AI and the unconscious

Advertising aims to inspire people to adopt products, services, or ideas by influencing their decision-making process. But humans often make decisions based on cognitive biases and mental shortcuts. Sarah Nunneley, Senior Strategist at AML, explores examples of these biases and considers how AI could better leverage them.

Mere exposure effect

Familiarity breeds enthusiasm. The better your audience knows your brand, the greater its appeal. This is why both exposure frequency and retargeting strategies are so important. Targeting consumers who have already seen your content or visited your website delivers greatly improves conversion rates.

AI can help optimise retargeting efforts by creating further targeted and customised experiences. An individual consumer’s user journey can be analysed to identify what stage they are at and predict where and how it will be most successful to target them. What creative will work the best? How many times do they need to see it? AI makes customising experiences much more accessible.

 

The ‘Generation’ effect

Information is better remembered and valued if you’ve generated it yourself, rather than just having it told to you. Advertising that requires interaction from the consumer, perhaps requiring them to conclude something themselves, even solve a puzzle, invites engagement and increases the chances of the consumer holding positive perceptions of that product or brand. It’s similar to the ‘IKEA effect’, where consumers disproportionately value something they’ve ‘assembled’ or had a part in creating.

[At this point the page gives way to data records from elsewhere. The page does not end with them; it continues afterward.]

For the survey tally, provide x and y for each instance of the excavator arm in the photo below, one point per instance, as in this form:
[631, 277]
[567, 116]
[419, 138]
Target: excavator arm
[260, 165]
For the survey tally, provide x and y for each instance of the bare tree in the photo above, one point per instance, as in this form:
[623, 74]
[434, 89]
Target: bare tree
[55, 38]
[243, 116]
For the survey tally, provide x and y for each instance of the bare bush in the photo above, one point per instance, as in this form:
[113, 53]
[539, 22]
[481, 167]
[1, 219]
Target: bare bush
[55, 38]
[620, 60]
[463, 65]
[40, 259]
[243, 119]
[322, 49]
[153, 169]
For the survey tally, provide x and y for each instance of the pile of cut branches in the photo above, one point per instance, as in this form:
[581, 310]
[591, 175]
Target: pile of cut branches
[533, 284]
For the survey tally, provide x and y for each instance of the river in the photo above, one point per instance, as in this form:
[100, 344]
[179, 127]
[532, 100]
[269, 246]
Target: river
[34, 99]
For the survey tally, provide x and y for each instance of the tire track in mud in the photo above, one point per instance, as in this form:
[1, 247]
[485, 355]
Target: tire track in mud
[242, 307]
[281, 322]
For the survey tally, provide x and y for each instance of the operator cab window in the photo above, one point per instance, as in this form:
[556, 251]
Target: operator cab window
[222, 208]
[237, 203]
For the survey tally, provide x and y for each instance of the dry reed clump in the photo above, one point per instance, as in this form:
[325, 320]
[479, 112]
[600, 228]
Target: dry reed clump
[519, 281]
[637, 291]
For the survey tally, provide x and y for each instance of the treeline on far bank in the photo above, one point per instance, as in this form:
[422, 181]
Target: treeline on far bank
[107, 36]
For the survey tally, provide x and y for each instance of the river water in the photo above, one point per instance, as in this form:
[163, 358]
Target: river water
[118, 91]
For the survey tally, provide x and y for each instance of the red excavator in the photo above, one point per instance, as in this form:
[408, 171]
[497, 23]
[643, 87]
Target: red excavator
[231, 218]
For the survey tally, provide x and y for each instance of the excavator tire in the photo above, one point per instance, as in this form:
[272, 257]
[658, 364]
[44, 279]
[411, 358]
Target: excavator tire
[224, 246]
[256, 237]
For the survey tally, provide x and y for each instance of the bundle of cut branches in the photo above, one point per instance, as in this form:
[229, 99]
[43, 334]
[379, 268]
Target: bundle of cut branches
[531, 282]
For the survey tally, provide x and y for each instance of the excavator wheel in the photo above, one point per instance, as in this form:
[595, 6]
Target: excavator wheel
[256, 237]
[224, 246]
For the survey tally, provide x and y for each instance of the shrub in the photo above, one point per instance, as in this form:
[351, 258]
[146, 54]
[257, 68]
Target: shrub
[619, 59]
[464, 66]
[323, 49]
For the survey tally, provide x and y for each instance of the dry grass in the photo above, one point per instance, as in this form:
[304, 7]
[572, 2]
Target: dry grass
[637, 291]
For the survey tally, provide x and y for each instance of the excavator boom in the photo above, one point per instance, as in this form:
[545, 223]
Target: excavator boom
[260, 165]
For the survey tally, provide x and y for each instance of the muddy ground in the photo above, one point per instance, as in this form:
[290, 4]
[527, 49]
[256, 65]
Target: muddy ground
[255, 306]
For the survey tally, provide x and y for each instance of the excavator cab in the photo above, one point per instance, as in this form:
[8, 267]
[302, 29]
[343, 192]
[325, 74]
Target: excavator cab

AI can be used to enhance the interactive experiences in advertising – whether that’s through personalised messaging based on analysis of individual consumer data or messaging that adjusts in real-time, dependent on consumer interaction. It can manifest in sophisticated, game-like features that respond to decisions the consumer makes, or simply through improved targeting.

‘Anchoring’ bias

Here, consumers put disproportionate emphasis on the first piece of information they receive about something. The earliest piece of information becomes the anchor point ‘control’ that all new information is compared against. A good example of its use in advertising is when dramatising price cuts; establishing a high initial price sets the anchor for the price of the item, so the cut price appears more appealing. Anchor bias can be applied to a broad range of decision-making and perception guidance.

AI can identify the ideal anchor point for different audiences, or even the best way to target specific consumers, to set up messaging for success. As well as price cuts, other examples include competitor comparisons: “competitors charge ££££ but we only charge ££” or, “while regular providers offer this [limited, less appealing solution], we offer this [superior solution that addresses your needs]”.

Being aware of these consistent patterns of deviation allows marketers to leverage them to help consumers make the right decisions. The same is true for creating more engaging advertising – strategy that utilises the understanding of these biases leads to creative that complements them. With the advancing integration of AI and machine learning, more and more possibilities will emerge.